7 years in the making, and a few millions of lines of code later, GitHub releases the first stable of its Atom editor

Jun 25, 2015 21:10 GMT  ·  By

On a blog post and at a conference somewhere in Tennessee, GitHub announced the first stable release of its open source, Web-based source code editor: Atom.

Launched to the public for the first time in February 2014, Atom's origins actually reside somewhere in Chris Wanstrath's early days as a developer when he fell in love with Emacs, a similar source code editor written in Lisp, many, many decades before.

Just like with Emacs, Mr. Wanstrath wanted to build a modular source code editor which allowed developers to customize it to their own needs.

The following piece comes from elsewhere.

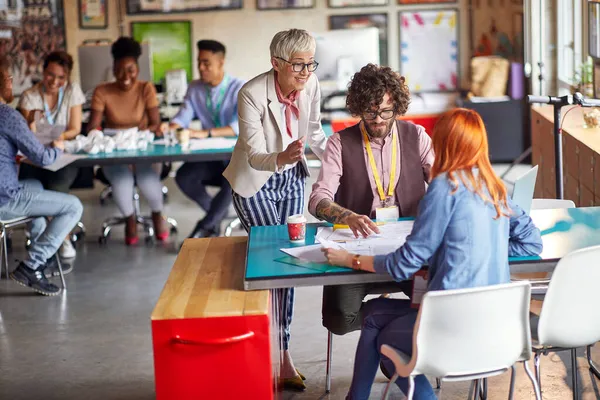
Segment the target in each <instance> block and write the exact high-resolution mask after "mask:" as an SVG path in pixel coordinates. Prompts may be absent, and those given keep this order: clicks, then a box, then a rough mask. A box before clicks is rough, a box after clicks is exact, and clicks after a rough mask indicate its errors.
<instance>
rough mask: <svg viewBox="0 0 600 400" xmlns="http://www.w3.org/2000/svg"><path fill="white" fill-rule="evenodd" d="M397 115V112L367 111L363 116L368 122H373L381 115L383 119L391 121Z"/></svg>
mask: <svg viewBox="0 0 600 400" xmlns="http://www.w3.org/2000/svg"><path fill="white" fill-rule="evenodd" d="M395 114H396V111H395V110H381V111H367V112H366V113H364V114H363V118H364V119H365V120H367V121H372V120H374V119H375V118H377V116H378V115H379V116H380V117H381V119H390V118H393V117H394V115H395Z"/></svg>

It was only in 2008 when Chris' growing coding expertise allowed him to put the first version of Atom together, back then being known under a different name, Atomicity.

But the project didn't go far, mainly because Chris was also busy with another project, a small company which he and two friends founded under the name of GitHub.

This "small" GitHub project turned out to be very successful in the end, as you can tell yourself by now, being at the center of everything programming-related, either if its online, mobile or desktop software.

GitHub's success delayed Atom's development

As time went by, Atom hibernated on a server somewhere, and Mr. Wanstrath's interest in his darling project was reignited many years later, when he stumbled across a similar Web-based open source code editor written in JavaScript: Ace.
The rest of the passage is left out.